|Money-laundering becomes focus of CBJ regulation
|Statistics today indicate the amount of money laundered every year comprises some 5 percent of the world's GDP, ranging from $600 billion to $1.5 trillion.|
JORDAN (Star) - The tragic events occurring in the US last year eventually led to renewed concerns about the funding of such operations. Governments around the world began investigations to detect and prevent the misuse of global financial systems and the laundering of funds to facilitate terror actions as well as drug trafficking.
Investigators in the US believe the attacks on the World Trade Center and Pentagon could not have happened without illegal funding channels that allowed money to flow from Al Qaeda coffers to contacts in the US. While the idea of laundering drug money had always been a concern in the US, connections that suggested it might have resulted in the single biggest attack on US soil turned the volume up full blast.
Statistics today indicate the amount of money laundered every year comprises some 5 percent of the world's GDP, ranging from $600 billion to $1.5 trillion.

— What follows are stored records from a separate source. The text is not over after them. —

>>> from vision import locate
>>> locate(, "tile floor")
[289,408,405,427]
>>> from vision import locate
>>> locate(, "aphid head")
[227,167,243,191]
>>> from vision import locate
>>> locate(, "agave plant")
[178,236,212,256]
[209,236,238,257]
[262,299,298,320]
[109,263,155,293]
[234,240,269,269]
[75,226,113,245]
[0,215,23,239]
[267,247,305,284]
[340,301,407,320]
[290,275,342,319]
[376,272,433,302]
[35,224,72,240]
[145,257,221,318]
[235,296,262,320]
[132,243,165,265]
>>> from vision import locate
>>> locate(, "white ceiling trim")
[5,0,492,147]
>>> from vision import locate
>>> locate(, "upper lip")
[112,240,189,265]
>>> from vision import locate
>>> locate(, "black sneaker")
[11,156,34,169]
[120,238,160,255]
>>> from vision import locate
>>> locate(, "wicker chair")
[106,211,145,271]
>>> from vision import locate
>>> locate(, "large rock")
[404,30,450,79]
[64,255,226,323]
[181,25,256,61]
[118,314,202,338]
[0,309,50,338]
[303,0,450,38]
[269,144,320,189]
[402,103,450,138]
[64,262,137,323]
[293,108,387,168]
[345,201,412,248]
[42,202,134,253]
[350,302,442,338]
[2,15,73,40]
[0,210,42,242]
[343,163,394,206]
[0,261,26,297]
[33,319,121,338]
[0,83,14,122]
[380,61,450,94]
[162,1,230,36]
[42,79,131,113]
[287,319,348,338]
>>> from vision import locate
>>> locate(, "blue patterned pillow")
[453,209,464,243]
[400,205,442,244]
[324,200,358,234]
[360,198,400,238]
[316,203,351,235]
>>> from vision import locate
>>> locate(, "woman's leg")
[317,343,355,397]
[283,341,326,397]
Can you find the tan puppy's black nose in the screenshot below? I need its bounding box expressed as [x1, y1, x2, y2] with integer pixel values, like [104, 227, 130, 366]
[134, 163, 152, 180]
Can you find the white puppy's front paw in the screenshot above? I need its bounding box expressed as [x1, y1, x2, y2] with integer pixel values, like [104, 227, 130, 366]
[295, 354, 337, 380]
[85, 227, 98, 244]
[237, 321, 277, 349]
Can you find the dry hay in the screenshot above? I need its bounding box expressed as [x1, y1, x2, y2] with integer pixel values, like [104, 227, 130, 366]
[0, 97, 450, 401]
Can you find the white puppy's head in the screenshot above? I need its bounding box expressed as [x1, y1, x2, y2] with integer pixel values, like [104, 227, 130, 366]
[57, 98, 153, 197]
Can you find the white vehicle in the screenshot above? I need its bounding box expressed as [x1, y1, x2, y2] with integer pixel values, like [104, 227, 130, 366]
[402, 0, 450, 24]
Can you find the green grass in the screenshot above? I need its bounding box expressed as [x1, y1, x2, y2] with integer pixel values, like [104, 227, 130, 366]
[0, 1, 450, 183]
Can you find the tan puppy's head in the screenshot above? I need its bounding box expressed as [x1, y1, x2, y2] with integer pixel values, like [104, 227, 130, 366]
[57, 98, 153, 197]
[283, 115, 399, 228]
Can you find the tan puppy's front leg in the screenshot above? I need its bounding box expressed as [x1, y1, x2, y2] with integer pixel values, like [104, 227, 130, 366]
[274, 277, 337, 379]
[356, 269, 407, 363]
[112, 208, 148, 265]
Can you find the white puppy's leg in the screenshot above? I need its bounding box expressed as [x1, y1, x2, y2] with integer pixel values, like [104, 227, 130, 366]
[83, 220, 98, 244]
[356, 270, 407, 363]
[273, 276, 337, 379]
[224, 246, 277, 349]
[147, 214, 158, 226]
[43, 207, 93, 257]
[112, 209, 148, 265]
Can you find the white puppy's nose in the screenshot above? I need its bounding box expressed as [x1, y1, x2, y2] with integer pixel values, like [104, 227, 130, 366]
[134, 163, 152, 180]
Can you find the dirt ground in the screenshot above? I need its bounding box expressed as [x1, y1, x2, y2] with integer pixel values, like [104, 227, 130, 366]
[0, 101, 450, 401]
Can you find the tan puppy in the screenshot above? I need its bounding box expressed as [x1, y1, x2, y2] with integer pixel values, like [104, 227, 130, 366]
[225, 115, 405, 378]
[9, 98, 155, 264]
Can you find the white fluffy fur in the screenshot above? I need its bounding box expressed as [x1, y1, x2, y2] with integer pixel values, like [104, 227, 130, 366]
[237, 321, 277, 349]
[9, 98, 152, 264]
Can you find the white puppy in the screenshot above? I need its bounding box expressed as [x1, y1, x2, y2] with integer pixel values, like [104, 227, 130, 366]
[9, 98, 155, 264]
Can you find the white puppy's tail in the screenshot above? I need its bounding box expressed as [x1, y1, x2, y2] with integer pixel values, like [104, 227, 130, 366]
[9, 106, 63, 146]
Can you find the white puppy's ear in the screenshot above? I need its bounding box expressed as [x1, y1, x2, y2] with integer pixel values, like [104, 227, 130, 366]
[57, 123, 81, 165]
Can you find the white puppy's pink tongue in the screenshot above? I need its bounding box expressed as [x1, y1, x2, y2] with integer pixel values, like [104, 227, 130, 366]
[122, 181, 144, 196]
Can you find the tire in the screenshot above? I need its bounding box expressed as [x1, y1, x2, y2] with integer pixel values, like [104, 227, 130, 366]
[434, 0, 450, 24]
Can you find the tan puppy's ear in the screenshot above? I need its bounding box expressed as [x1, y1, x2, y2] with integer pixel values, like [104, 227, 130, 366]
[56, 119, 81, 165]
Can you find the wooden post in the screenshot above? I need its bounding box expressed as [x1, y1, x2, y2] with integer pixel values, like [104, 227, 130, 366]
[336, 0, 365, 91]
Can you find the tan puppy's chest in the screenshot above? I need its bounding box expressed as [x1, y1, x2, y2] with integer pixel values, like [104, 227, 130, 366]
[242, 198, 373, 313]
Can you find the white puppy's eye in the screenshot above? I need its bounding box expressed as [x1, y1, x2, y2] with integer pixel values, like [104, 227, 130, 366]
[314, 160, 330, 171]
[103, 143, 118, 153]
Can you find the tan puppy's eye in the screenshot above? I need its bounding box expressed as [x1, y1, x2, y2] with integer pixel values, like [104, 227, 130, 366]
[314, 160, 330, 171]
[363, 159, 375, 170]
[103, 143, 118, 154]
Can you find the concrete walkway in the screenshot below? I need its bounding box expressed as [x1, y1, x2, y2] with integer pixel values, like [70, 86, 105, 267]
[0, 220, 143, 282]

The US Drug Enforcement Agency (DEA) seizes ever-larger quantities of cash used in drug and weapons transactions every year. Last year that amount exceeded $100 million. This still equals only one percent of the $100 billion drug traffickers and other smugglers move through the money laundering system.
Arab countries, including Jordan, have become targets of US Department of Justice investigations as fears have arisen that Al Qaeda channels likely flow through the region. Several Arab countries are still considered centers for money laundering activity. The US-led International Narcotics Control Strategy Report expressed concern some Arab countries, including the UAE, Lebanon and Bahrain, may be centers for money laundering activity.
"I believe all Arab countries are aware of the consequences of money laundering on their financial systems," said Fuad Shaker, general secretary of the Arab Banks Union. "Arab governments are now fortifying their financial structures to adapt to world regulations for monitoring the flow and using of cash reserves used for illegal money trafficking."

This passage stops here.